The recursive formula can be used to generate all the cases where P(i,j) = 1.  Additionally, because I am using Python, I decided to make P a dictionary (actually a dictionary of dictionaries) to keep track of the subsets.  Using this method, we need to generate considerably less than n^2k subsets.  The code is:

t = time.time()
##### method 3
best = sum(buckets)
target = best/2
bests = ()
P = {}
P[-1] = {0:()}
for i in xrange(len(buckets)):
    x = buckets[i]
    P[i] = {}
    for j in P[i-1].keys():
        P[i][j] = P[i-1][j]
        P[i][j+x] = P[i-1][j] + (x,)

        if abs((j+x)-target)<abs(best-target):
            best = j+x
            bests = P[i][j+x]

suba = sorted(bests)
subb = sorted(set(buckets)-set(suba))
suma = sum(suba)
sumb = sum(subb)
print 'meth3: {0}s'.format(time.time()-t)
print 'suma: {0}\nsumb: {1}'.format(suma,sumb)
print ' diff: {0}, min ele: {1}'.format(abs(suma-sumb),min(buckets))

This method yields the best answer very fast, and the python code could probably be optimized to improve the speed.  On my desktop it takes ~0.1s for 30 ‘buckets’ (vs. 12+ minutes for method 2), and still only ~20s for 200 ‘buckets’. It is interesting to note that method 1 produces very close to the best result (usually single different differences for 200 buckets, if not exactly zero) and still takes 5e-3s for 200 buckets, so for an approximation it is quite good.

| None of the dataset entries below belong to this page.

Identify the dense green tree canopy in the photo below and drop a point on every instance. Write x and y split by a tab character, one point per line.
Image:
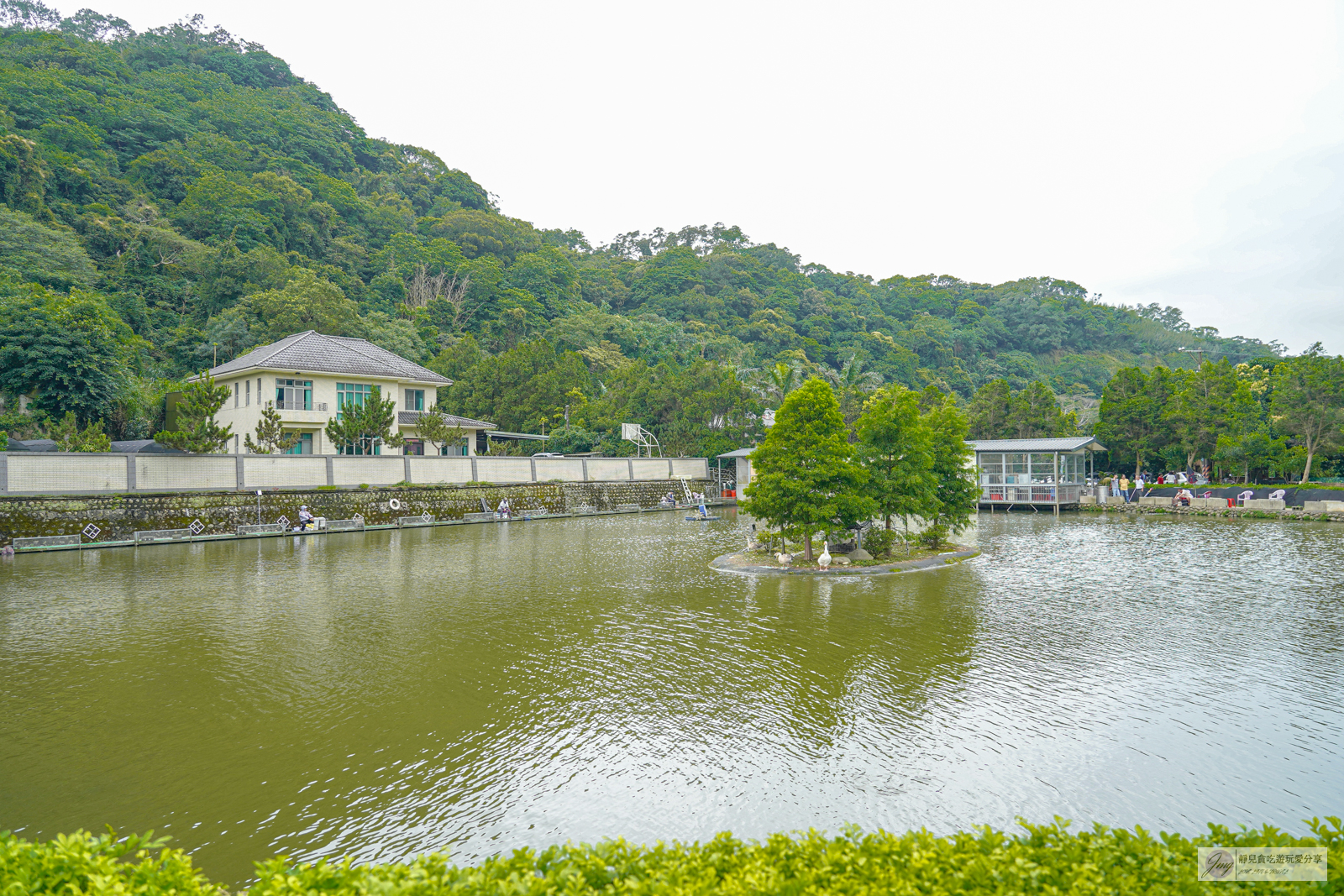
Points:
213	201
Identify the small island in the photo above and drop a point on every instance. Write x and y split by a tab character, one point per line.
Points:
819	479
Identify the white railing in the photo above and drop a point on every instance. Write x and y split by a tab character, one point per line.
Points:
1039	493
62	473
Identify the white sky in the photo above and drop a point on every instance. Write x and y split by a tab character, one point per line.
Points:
1180	154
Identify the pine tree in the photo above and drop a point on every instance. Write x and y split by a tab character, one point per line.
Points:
198	432
270	434
806	476
366	426
434	429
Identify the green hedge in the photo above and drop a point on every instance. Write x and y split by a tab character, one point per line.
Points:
1045	859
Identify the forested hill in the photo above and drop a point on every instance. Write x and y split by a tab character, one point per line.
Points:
176	196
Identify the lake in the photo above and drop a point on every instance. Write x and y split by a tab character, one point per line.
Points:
490	687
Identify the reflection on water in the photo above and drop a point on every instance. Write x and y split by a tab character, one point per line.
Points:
501	685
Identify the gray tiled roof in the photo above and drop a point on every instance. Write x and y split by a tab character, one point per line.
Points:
311	352
1070	443
409	418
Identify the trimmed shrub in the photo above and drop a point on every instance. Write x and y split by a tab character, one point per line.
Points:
1045	859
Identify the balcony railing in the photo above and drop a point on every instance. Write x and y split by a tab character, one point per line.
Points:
1032	493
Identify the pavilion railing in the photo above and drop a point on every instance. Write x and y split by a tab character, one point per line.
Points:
1037	493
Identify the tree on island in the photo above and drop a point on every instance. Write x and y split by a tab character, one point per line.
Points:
806	474
270	434
197	429
360	429
956	492
897	449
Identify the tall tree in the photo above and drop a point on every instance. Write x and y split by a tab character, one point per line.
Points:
270	434
197	429
1035	414
66	352
806	474
1132	412
990	410
363	427
956	492
69	437
1308	402
897	449
434	429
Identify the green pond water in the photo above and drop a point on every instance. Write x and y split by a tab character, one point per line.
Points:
490	687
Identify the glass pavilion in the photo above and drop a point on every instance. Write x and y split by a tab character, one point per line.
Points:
1034	472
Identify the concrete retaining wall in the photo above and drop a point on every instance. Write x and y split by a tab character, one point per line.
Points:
73	473
120	516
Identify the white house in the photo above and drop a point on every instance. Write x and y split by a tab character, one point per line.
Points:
309	378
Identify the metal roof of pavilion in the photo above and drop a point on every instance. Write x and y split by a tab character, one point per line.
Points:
410	418
311	352
1072	443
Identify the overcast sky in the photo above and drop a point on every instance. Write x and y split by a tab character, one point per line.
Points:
1182	154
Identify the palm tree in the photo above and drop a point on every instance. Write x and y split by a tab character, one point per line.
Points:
784	379
853	382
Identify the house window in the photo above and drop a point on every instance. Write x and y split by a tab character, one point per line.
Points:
302	446
351	394
295	396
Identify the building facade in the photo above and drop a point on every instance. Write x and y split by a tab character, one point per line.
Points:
309	378
1034	472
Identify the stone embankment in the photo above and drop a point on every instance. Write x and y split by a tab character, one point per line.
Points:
120	516
1211	508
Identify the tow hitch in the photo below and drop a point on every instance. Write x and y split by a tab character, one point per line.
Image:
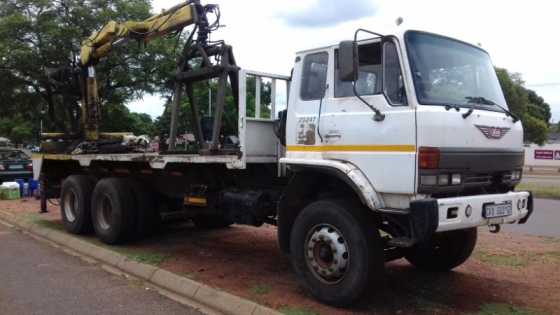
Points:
495	228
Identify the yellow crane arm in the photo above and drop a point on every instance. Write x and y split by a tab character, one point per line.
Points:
99	44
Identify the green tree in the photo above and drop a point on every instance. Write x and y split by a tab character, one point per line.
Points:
17	129
531	108
36	35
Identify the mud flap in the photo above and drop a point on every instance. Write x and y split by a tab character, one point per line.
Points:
530	208
424	219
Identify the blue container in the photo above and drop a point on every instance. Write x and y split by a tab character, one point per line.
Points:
21	183
33	186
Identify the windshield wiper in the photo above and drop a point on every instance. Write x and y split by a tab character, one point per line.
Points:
484	101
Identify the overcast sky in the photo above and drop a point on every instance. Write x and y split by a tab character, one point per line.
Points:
519	35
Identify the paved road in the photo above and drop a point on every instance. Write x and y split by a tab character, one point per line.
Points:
38	279
545	221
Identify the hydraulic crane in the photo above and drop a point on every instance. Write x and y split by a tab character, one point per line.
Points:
214	60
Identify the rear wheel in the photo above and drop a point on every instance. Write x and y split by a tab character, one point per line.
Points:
336	250
113	214
75	203
443	251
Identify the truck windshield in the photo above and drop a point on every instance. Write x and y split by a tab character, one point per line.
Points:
450	72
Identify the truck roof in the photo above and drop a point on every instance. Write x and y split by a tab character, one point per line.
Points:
398	32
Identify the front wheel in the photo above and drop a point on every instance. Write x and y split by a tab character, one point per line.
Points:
336	250
443	251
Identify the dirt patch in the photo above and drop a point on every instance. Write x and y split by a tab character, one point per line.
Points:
508	274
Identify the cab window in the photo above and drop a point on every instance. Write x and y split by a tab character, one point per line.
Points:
369	77
393	78
314	76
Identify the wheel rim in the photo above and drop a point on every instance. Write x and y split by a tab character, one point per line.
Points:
327	254
104	213
70	206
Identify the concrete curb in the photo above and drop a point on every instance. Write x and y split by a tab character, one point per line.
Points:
215	299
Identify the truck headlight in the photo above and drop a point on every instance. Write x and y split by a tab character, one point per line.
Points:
428	180
456	179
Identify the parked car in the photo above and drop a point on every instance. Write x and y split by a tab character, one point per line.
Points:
14	164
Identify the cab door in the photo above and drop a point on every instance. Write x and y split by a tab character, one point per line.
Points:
384	150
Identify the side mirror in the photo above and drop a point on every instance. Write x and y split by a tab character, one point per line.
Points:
348	61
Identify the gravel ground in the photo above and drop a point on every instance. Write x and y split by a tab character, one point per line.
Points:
508	272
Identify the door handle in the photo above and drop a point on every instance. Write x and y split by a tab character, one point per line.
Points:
333	135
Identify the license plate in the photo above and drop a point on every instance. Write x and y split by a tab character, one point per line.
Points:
498	210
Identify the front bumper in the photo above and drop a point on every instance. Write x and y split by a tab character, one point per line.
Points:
522	208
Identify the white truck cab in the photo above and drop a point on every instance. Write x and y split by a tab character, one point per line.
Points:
446	134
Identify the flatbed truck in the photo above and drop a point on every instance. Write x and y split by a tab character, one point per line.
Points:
396	146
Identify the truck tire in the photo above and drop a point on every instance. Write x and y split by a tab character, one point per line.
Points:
444	251
336	251
148	218
113	210
75	204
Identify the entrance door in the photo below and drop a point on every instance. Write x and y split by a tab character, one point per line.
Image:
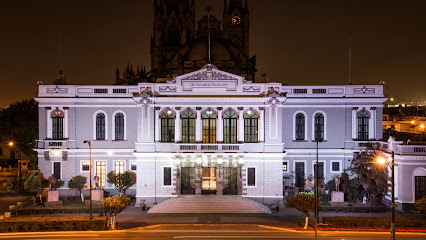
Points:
187	178
230	181
300	175
420	187
209	181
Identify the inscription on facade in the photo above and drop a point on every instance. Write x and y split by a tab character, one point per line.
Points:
204	84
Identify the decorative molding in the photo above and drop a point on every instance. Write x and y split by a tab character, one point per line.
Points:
211	74
167	89
57	89
364	90
251	89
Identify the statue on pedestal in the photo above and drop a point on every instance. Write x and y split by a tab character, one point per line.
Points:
337	182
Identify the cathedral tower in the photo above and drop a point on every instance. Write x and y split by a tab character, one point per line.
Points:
174	26
236	25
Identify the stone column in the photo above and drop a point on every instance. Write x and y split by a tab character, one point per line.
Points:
157	124
66	122
354	123
372	130
178	128
198	180
261	124
178	180
198	127
48	122
239	181
241	124
219	180
219	124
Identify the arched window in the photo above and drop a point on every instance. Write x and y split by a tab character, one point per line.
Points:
188	127
319	127
250	126
229	127
168	126
363	125
209	127
300	126
173	36
119	126
57	125
100	126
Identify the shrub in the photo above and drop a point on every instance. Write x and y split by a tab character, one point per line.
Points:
78	183
36	224
304	202
121	181
420	204
114	205
373	222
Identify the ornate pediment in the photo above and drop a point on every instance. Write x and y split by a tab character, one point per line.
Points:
209	72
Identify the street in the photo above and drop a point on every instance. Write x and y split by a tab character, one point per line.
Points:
211	231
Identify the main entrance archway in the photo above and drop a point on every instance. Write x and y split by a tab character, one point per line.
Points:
208	179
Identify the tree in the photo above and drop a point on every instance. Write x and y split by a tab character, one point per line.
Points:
122	181
114	205
370	176
304	202
420	204
19	123
78	183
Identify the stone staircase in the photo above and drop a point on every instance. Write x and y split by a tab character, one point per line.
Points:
209	204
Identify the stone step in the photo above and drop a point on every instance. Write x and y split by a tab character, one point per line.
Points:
209	204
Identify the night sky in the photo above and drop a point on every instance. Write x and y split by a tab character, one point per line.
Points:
296	42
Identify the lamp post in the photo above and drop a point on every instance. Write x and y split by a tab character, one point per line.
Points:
412	125
382	160
11	145
90	176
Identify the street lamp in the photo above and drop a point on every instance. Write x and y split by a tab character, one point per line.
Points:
11	145
382	161
90	175
412	125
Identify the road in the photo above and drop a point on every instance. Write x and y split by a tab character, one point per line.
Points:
210	232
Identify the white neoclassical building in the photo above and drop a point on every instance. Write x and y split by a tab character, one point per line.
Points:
206	132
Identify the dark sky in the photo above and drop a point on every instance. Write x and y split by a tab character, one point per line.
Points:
296	42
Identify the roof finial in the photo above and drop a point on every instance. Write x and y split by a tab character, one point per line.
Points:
208	10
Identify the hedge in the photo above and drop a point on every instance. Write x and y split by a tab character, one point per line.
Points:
373	222
37	224
31	211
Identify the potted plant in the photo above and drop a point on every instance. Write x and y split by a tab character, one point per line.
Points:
143	205
277	205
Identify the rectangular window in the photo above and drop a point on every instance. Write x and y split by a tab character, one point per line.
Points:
85	166
335	166
57	170
167	176
57	128
119	167
251	176
285	166
134	166
101	172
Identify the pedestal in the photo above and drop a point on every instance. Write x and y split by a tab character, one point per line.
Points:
337	199
52	196
97	195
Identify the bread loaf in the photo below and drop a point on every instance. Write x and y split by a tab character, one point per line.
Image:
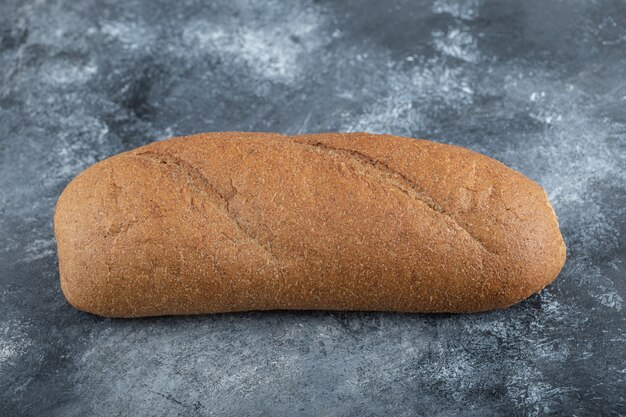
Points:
234	221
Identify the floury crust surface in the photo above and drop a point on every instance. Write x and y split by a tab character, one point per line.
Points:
241	221
537	85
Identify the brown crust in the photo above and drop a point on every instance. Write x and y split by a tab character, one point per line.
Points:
235	221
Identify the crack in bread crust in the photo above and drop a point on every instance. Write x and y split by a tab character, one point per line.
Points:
197	182
387	175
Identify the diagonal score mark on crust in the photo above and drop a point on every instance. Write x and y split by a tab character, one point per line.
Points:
197	182
388	175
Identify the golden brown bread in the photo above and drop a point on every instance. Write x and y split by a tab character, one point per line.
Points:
237	221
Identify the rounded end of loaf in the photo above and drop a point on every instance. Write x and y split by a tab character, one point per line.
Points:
532	255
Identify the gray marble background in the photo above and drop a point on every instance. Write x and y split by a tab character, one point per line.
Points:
539	85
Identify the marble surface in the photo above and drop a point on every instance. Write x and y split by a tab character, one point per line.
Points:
539	85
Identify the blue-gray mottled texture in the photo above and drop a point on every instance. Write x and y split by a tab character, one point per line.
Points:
539	85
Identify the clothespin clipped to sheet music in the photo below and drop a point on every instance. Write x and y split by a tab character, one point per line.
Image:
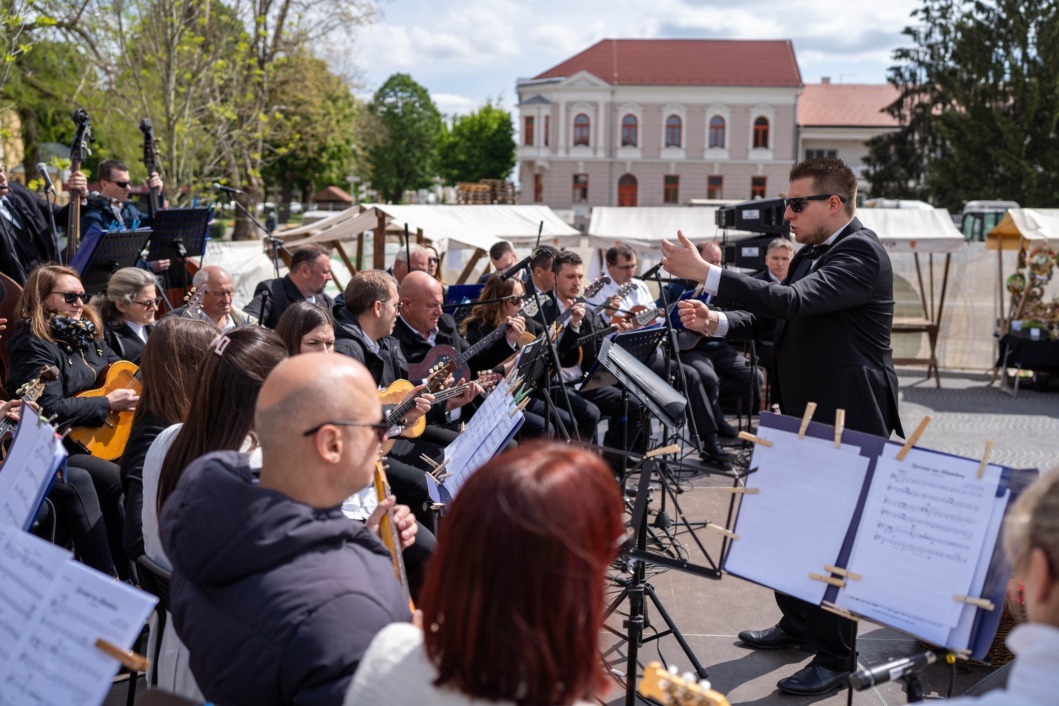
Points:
130	659
840	426
914	438
747	436
810	409
985	458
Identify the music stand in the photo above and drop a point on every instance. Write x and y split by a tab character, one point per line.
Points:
103	253
179	233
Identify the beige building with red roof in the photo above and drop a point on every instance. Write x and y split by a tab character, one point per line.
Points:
657	122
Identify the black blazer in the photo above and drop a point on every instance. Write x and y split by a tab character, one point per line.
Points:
282	293
832	331
124	341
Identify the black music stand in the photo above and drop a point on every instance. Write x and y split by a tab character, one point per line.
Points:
179	233
103	253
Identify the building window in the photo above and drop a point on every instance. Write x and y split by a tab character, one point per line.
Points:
757	187
580	188
627	187
717	131
715	187
761	133
670	188
581	131
629	130
672	131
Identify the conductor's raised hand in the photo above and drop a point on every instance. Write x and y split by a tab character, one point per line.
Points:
683	259
697	317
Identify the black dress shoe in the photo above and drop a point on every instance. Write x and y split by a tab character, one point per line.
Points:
770	638
813	681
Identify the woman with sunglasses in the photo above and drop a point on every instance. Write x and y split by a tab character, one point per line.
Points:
128	311
56	327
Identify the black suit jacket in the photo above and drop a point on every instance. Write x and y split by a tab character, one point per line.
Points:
282	293
831	333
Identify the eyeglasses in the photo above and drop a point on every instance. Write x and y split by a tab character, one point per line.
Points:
381	428
70	297
797	203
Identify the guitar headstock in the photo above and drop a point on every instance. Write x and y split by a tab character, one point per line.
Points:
669	689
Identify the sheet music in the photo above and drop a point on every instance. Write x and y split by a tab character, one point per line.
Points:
920	541
782	541
55	663
34	457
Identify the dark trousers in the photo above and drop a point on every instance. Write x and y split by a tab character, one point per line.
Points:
830	636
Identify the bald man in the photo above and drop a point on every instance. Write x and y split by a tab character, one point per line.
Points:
275	593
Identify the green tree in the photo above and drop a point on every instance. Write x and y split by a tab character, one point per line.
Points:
979	105
478	146
402	155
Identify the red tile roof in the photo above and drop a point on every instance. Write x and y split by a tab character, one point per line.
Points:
846	105
686	62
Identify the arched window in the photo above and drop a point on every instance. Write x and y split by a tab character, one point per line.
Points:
672	131
581	130
761	133
717	131
627	187
629	131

The final improvement can be made by realizing that since your target is half the sum of the full set, then one of the subsets must be equal to or less than this target, so we can skip computing and checking sums over this value.  This two line change cuts the execution time in half:

t = time.time()
##### method 3
best = sum(buckets)
target = best/2
bests = ()
P = {}
P[-1] = {0:()}
for i in xrange(len(buckets)):
    x = buckets[i]
    P[i] = {}
    for j in P[i-1].keys():
        P[i][j] = P[i-1][j]
        if j+x > target:
            continue
        P[i][j+x] = P[i-1][j] + (x,)

        if abs((j+x)-target)<abs(best-target):
            best = j+x
            bests = P[i][j+x]

suba = sorted(bests)
subb = sorted(set(buckets)-set(suba))
suma = sum(suba)
sumb = sum(subb)
print 'meth3: {0}s'.format(time.time()-t)
print 'suma: {0}\nsumb: {1}'.format(suma,sumb)
print ' diff: {0}, min ele: {1}'.format(abs(suma-sumb),min(buckets))

Ok, I know I said the final improvement, but I thought to myself, ‘what if I check if the target is reached early, then bail out’. This requires a little refactoring of the code into a function so that I can use return to break out of it early:

t = time.time()
##### method 3
best = sum(buckets)
bests = ()
def m3():
    global best, bests
    target = best/2
    P = {}
    P[-1] = {0:()}
    for i in xrange(len(buckets)):
        x = buckets[i]
        P[i] = {}
        for j in P[i-1].keys():
            P[i][j] = P[i-1][j]
            if j+x > target:
                continue
            P[i][j+x] = P[i-1][j] + (x,)

            if abs((j+x)-target)<abs(best-target):
                best = j+x
                bests = P[i][j+x]
                if best == target:
                    return

m3()

suba = sorted(bests)
subb = sorted(set(buckets)-set(suba))
suma = sum(suba)
sumb = sum(subb)
print 'meth3: {0}s'.format(time.time()-t)
print 'suma: {0}\nsumb: {1}'.format(suma,sumb)
print ' diff: {0}, min ele: {1}'.format(abs(suma-sumb),min(buckets))

As it happens, after running several tests, it seems that the function reaches the target early quite often, and this change cuts the runtime, on average, down to 1/3 of what it was.

Thats all I’ve done with it so far.  It can probably be improved further, but for a just-for-fun little exercise with Python, it’s pretty interesting (to me at least).